# Who has a voice in the media?

## 1. Pre-processing the dataset
To start with, we remove the rows of the dataset where either the author or the quotation is NaN. As our whole analysis of "who has a voice in the media" is all about the speaker and what it has said, it makes no sense to take these rows into account.

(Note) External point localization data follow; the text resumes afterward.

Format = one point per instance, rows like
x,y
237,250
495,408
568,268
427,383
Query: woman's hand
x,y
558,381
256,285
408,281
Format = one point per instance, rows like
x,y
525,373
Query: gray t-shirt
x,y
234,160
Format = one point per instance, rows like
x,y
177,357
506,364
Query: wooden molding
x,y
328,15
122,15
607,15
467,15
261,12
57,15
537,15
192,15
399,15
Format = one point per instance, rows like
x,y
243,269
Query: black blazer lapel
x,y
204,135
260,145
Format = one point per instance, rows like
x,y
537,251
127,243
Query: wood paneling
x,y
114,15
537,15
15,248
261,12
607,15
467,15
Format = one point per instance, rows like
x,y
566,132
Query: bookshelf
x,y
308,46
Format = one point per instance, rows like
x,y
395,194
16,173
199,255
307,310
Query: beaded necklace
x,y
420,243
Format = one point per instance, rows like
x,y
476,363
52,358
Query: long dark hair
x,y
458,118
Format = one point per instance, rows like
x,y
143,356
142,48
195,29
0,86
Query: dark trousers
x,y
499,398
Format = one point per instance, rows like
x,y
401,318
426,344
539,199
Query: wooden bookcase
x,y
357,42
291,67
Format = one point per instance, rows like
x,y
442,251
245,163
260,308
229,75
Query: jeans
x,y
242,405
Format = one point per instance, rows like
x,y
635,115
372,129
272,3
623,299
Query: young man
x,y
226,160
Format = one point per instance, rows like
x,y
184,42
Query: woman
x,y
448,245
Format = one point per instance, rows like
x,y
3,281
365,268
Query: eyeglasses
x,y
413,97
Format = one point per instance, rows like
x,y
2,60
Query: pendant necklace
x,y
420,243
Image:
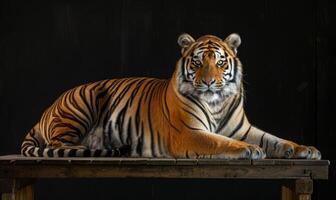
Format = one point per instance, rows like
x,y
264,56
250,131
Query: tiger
x,y
197,113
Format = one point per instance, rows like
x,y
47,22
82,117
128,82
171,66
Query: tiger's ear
x,y
234,41
185,40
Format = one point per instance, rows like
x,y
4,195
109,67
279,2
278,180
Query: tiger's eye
x,y
198,63
220,63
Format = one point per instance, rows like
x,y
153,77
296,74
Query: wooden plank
x,y
24,193
299,189
162,171
208,161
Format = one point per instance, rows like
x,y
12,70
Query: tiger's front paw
x,y
253,152
288,149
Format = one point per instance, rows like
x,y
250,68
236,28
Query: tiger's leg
x,y
198,144
276,147
64,136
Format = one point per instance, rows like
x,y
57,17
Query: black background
x,y
287,51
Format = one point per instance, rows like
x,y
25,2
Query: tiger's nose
x,y
208,82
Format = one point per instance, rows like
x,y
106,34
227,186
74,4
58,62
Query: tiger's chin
x,y
209,96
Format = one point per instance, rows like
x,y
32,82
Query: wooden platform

Later, we also do a sanity controll and remove possible duplicate of rows with the same quote-ID as we obiously don't want to use exactly the same quote more than once in our analyzes. 

In [1]:
import pandas as pd
import numpy as np
from timeit import default_timer as timer

In [2]:
def clean_data(chunk, thresh=0.5):
    
    # Drop duplicate quoteIDs
    nr_rows = chunk.shape[0]
    chunk = chunk.drop_duplicates(subset=['quoteID'])
    print('- Dropped {} duplicate rows with same quoteID;'.format(nr_rows - chunk.shape[0]))
    
    # Drop quotes where either speaker or quotation is None
    nr_rows = chunk.shape[0]
    chunk.replace(to_replace=['None'], value=np.nan, inplace=True)
    chunk = chunk.dropna(axis=0, subset=['speaker', 'quotation'])
    print('- Dropped {} rows with NaN speaker or quotation;'.format(nr_rows - chunk.shape[0]))
    
    # Drop rows where speakers has probability less than 50%
    nr_rows = chunk.shape[0]
    prob_filter = pd.Series([(float(chunk.iloc[i].probas[0][1]) > thresh) for i in range(nr_rows)])
#     prob_filter = []
#     for i in range(nr_rows):
#         prob = float(chunk.iloc[i].probas[0][1])
#         if prob < thresh:
#             prob_filter.append(False)
#         else:
#             prob_filter.append(True)
    prob_filter = pd.Series(prob_filter)
    chunk = chunk[prob_filter.values]
    print('- Dropped {} rows with speaker prob smaller than 50%;'.format(nr_rows - chunk.shape[0]))
    
    # Remove columns we don't care about
    chunk = chunk.drop(columns=['quoteID', 'speaker', 'probas', 'urls', 'phase', 'numOccurrences'])

    return chunk

start_of_all = timer()
read_from_file = 'data/quotes-2020.json.bz2'
write_to_file = 'data/clean-quotes-2020.bz2'
with pd.read_json(read_from_file, lines=True, compression='bz2', chunksize=1_000_000) as df_reader:
    print('Started to process chunks...')
    i = 0
    for chunk in df_reader:
#         if i > 1:
#             break
#         i += 1
        print('\nProcessing new chunk...')
        start = timer()
        processed_chunk = clean_data(chunk)
        processed_chunk.to_csv(write_to_file, compression='bz2', mode='a', index=False)
        end = timer()
        print('Done processing and saving chunk after {:.3f} seconds.'.format(end - start))
        
end_of_all = timer()
print('\nDONE processing all chunks and saving as csv after {:.3f} minutes.'.format((end_of_all - start_of_all) / 60))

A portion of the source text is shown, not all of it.